As opposed to some moldering, shadowy castle in Transylvania, The Velvet Vampire takes place in the blinding sun of the Mojave desert, where Celeste Yarnall’s sultry Diane LeFanu haunts a Spanish-style ranch house in the middle of nowhere, driving around the grounds in her dune buggy during the day, lounging languorously atop her dead husband’s casket after dark. We first see her being attacked on a city street – a fatal mistake by her would-be rapist – before blithely washing the blood from her hands in a fountain and attending an art opening at the Stoker Gallery. (See what they did there?)
It’s at the gallery that her eye is caught by an annoyingly beautiful –and annoying in general– young married couple. Lee (Michael Blodgett) and Susan (Sherry Miles) are trying to spice things up a bit by pretending to be strangers cruising each other at the exhibit, obnoxiously talking over a live performance by legendary bluesman Johnny Shines with crude pickup lines and double-entendres so single-minded they probably only qualify as “entendres.” Most would look at these wannabe swingers and see sad signs of the country’s intellectual decline. Diane sees fresh meat.
It doesn’t take much doing for her to lure this not-so-happy couple out to her estate, where the two dumb blondes suddenly start having lurid dreams of Diane seducing them away from each other. Our hostess spies on them sleeping together at night through a two-way mirror, lurking in a red-curtained chamber with a human skull placed just-so on an end table. The Velvet Vampire is foremost a triumph of aesthetics and design, with a refined soft-core Goth sensibility that’s a treat for the senses. The sumptuous score by Roger Dollarhide and Clancy B. Grass III creeps up over the action in waves, with sinister, finger-picked strings suggesting forbidden delights.

Oh my, those dreams. Lee and Susan both find themselves seeing the same thing when they fall asleep – a big, billowy bed with a wrought iron headboard atop a desert dune, where they writhe away on top of each other, until Diane arrives. The Velvet Vampire is knowingly ridiculous and revels in it, especially when a sunbathing Susan is bit by a rattlesnake on the thigh. (Any guesses who volunteers to suck the poison out?) The film is abominably acted by Blodgett and Miles, whose stilted, amateurish line readings only add to the picture’s illicit “am I watching a porno?” charms.

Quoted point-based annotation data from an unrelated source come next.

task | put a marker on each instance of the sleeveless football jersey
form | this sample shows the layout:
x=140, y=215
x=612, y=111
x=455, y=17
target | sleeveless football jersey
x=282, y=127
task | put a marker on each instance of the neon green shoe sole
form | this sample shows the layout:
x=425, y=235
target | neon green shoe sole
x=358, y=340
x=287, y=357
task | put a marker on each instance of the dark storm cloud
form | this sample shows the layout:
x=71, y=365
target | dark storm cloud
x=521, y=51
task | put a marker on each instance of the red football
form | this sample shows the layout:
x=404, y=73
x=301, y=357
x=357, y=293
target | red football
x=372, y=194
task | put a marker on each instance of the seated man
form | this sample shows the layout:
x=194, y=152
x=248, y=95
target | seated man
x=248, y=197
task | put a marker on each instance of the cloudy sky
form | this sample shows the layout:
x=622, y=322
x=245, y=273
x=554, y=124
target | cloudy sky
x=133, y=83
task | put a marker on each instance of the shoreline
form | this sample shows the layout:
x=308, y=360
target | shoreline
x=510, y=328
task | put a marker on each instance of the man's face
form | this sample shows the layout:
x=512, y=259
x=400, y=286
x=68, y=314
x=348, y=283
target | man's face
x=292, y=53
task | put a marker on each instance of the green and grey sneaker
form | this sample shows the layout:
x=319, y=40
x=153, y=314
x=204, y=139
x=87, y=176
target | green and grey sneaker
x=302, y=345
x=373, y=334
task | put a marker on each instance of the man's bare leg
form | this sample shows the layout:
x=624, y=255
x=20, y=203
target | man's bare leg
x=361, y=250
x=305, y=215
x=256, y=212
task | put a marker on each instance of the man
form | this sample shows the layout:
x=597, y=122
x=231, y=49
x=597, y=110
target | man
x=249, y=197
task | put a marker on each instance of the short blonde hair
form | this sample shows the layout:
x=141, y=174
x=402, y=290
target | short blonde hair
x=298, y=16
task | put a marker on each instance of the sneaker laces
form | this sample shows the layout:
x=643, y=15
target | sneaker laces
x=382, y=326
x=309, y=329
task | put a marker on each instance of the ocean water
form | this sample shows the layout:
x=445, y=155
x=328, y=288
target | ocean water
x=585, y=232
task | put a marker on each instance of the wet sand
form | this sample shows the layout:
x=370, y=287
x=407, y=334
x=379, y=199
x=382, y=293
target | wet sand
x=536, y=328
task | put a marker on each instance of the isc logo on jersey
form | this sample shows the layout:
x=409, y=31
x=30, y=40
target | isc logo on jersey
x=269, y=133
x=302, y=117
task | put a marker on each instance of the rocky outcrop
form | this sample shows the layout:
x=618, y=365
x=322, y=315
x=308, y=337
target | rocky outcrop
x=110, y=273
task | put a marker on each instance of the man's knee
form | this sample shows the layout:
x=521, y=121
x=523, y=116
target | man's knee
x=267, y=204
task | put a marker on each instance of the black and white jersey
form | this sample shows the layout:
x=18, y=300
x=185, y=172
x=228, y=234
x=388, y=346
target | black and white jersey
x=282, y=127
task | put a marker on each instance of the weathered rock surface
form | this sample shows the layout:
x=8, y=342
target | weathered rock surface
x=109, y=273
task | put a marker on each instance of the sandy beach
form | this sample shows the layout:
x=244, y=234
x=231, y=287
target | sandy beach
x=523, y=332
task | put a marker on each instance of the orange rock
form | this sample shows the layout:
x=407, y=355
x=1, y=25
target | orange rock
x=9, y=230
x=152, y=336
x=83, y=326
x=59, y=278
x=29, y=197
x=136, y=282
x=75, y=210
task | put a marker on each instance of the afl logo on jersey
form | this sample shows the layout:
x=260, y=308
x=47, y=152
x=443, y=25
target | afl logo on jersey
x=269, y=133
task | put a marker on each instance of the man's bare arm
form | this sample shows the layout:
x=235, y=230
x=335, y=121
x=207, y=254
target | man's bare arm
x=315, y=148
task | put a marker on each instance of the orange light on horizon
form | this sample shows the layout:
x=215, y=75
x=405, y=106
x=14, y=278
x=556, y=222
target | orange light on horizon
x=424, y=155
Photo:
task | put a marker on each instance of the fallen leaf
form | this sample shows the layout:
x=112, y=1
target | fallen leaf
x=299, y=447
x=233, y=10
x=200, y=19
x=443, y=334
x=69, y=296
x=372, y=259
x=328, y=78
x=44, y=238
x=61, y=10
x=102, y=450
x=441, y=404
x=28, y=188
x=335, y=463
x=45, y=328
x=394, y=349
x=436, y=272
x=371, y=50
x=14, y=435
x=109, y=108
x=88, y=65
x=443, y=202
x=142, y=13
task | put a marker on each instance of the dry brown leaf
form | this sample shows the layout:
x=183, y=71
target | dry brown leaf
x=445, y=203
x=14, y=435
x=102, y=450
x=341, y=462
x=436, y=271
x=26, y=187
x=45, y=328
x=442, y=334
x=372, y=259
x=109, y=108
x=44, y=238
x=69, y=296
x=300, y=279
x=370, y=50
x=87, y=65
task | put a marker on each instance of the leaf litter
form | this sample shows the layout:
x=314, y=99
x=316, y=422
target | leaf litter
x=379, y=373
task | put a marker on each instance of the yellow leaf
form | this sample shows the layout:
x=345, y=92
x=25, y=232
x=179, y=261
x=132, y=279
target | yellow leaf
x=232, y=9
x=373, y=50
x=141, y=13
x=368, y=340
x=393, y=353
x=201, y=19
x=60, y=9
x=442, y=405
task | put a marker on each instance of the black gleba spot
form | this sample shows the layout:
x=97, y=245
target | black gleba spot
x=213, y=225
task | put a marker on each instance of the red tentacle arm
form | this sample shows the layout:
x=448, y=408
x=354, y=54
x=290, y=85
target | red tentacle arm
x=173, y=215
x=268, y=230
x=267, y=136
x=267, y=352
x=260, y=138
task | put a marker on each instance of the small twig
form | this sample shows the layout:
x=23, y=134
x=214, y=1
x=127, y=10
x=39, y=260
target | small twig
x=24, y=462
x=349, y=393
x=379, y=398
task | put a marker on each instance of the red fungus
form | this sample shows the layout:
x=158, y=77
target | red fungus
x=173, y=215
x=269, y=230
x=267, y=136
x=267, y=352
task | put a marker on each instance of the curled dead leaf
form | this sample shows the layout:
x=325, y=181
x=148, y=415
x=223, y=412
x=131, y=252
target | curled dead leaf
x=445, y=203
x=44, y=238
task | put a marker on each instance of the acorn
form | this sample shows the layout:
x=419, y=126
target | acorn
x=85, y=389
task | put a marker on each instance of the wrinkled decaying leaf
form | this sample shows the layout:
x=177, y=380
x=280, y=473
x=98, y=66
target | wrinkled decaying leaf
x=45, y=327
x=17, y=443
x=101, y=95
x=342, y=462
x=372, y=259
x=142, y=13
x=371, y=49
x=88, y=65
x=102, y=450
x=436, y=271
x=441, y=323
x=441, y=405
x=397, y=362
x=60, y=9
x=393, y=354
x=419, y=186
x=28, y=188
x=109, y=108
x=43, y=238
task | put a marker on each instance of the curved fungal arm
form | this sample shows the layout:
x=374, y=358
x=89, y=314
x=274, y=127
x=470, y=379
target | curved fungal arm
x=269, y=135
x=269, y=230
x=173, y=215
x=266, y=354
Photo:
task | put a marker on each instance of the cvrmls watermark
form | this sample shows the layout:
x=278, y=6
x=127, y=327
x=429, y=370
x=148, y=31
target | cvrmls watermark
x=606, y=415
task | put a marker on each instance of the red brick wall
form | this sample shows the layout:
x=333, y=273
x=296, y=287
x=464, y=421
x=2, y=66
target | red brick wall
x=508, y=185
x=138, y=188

Rothman was the first female filmmaker to receive a fellowship from the Director’s Guild of America, coming up when there were few women working behind the camera at all and even fewer working in exploitation. Her 1970 The Student Nurses, also for Corman, remains one of the more fascinatingly subversive drive-in movies of the era, chock full of all the jiggle and boobs one would expect from such a title, but accompanied by a fierce, feminist agenda. The pre-Roe picture has an abortion subplot handled more forthrightly than any Hollywood director would dare today, and good golly does that film dislike cops.
There’s a similarly radical sensibility at work in The Velvet Vampire, foregrounding female desire while flipping the script on more than just the old vampire tropes about darkness and light. It’s a Dracula tale in which the count is a countess and Mina Harker happens to be a himbo who outlives his usefulness quite quickly. So delectable is Yarnall’s performance as Diane that you dread the movie’s inevitable surrender to genre requirements, luring our stylish sex bomb Nosferatu away from her parched lair (vampires should never take the bus) to be felled by an everyday mob of tacky Angelenos wielding religious trinkets. Diane deserved better. As did her director, who quit show business in 1978 and got into real estate. Rothman is said to have specialized in commercial properties, but I’m hoping she also secretly sold Spanish ranch houses in the Mojave.
“The Velvet Vampire” is now streaming on the Criterion Channel, Shudder, and various other outlets.